The whole-self format is called the Prebirth Analysis Matrix (PAM). The PAM helps any person to discover specific emotional patterns synthesized from their parents. In effect, through the twenty-two PAM questions, each person is able to decode and (when they wish to) change their emotional DNA.

Prebirth Memories

There is an obvious question to ask at the outset: Is it possible that most infants are aware of the intra-psychic and interpersonal activities taking place during their gestation? Mr. David Boadella (1986) of the London Centre for Biosynthesis has acknowledged that in the field of prenatal and perinatal work, there is a significant problem because of our inability to elicit verbal testimony from babies. Nevertheless, he believes that there is a nonverbal language in the body that can be recovered and expressed. This is what we have been doing with the Prebirth Analysis Matrix with

thousands of people since 1970. They have meaningfully re-experienced and verbalized information from the prenatal period and have been able to use this information as a significant source of life-long feelings and emotional and reactive patterns.

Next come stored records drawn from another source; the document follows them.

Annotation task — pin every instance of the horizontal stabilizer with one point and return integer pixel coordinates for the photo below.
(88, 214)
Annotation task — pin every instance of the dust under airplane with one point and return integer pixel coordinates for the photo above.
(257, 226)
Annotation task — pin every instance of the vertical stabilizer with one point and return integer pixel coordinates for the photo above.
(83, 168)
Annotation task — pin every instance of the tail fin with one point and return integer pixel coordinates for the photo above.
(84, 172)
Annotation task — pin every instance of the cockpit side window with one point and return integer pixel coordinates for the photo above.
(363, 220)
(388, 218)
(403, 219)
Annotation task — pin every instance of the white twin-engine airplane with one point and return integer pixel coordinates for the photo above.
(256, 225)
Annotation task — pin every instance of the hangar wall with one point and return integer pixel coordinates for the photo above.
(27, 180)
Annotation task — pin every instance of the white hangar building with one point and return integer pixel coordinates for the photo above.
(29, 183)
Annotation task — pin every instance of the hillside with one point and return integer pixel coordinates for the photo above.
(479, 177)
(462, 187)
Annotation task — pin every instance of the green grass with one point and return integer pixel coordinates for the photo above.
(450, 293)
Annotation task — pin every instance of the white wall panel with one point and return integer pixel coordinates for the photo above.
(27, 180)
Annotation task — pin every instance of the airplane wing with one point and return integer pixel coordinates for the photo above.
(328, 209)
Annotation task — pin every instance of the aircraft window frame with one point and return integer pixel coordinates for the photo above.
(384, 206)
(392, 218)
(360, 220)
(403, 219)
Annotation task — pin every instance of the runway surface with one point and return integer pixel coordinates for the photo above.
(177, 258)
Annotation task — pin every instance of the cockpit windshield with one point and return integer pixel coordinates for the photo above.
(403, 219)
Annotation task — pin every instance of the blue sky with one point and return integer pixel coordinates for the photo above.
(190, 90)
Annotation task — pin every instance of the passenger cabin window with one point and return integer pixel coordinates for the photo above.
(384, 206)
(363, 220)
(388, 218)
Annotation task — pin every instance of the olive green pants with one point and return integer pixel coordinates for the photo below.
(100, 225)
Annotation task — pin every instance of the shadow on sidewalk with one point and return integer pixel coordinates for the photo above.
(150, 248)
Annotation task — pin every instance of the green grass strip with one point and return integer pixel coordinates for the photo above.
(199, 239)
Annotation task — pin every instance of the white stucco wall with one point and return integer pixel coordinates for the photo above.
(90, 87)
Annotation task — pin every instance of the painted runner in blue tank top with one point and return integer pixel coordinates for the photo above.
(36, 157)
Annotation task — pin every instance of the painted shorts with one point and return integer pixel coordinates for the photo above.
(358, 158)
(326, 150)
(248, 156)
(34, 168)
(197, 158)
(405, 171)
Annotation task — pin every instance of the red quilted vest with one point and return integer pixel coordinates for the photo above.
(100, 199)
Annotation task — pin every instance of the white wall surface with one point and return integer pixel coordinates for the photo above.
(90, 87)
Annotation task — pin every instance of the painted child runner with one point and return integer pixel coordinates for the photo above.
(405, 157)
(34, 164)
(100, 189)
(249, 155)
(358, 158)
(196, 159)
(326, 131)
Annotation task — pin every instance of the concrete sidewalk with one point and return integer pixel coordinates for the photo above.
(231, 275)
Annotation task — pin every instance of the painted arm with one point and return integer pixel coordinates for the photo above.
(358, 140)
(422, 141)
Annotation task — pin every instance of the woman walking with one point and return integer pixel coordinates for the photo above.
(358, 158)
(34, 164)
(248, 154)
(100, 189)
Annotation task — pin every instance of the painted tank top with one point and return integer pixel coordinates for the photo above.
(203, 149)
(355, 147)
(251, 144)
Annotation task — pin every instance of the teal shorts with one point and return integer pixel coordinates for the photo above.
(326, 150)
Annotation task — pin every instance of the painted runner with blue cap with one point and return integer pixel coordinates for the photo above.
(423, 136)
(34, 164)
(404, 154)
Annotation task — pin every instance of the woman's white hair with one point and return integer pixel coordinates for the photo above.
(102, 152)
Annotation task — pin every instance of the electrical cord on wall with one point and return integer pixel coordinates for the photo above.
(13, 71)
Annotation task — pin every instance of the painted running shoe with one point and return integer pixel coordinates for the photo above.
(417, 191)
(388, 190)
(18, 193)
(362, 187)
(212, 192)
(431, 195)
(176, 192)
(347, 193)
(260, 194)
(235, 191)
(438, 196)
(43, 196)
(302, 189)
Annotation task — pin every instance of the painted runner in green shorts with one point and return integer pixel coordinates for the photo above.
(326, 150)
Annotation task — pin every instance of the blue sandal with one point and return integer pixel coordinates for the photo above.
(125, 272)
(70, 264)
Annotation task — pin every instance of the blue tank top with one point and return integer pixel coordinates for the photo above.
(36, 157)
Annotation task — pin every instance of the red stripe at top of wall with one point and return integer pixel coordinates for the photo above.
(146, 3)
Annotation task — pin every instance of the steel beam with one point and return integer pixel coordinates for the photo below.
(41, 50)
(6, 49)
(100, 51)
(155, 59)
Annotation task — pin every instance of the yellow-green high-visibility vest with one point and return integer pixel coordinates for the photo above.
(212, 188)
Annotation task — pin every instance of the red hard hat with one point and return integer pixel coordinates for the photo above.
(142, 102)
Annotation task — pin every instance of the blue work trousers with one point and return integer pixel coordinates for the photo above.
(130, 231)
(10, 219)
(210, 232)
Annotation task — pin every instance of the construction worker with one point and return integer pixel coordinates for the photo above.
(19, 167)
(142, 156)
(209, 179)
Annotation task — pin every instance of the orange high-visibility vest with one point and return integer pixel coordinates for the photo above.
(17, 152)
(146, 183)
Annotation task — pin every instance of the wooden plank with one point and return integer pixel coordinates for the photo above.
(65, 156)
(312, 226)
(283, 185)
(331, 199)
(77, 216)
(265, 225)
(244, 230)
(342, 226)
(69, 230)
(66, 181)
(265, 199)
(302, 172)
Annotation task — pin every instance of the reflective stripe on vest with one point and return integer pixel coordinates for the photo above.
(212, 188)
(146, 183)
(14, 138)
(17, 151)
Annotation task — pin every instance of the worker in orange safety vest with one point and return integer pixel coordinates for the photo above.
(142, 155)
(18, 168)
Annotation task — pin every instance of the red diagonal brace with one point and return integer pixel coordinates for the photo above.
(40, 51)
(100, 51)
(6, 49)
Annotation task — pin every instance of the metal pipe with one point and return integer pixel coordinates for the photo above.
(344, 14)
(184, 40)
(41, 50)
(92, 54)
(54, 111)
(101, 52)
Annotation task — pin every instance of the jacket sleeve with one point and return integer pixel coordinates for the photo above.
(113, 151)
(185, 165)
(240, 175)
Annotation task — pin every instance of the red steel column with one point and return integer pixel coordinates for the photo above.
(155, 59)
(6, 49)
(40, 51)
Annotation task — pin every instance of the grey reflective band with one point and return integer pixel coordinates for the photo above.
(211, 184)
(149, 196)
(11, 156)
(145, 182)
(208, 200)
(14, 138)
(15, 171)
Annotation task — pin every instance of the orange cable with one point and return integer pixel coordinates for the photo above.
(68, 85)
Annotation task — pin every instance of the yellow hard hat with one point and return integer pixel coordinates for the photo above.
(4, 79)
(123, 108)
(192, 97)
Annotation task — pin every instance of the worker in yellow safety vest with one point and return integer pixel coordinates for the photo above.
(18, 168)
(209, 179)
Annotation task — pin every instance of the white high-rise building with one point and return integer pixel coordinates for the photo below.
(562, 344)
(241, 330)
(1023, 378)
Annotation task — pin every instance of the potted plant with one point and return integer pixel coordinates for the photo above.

Psychologist David Chamberlain, Ph.D., in his landmark book, The Mind of Your Newborn Baby (1998), offers a clarion apologia for newborns as real persons:

Now science confirms that infants are social beings who can form close relationships, express themselves forcefully, exhibit preferences, and begin influencing people from the start. They are capable of integrating complex information from many sources and with a little help from their friends, begin regulating themselves and their environment.

Do these capacities for a "warm start" suddenly turn on like a computer when we take our first breath? Obviously not! Just as gestation is the period for my little body to develop and grow, this nine months is for my emotional capacities to develop, grow, and be practiced. In other words, my body and my emotions were in parallel development to work in synchrony at birth.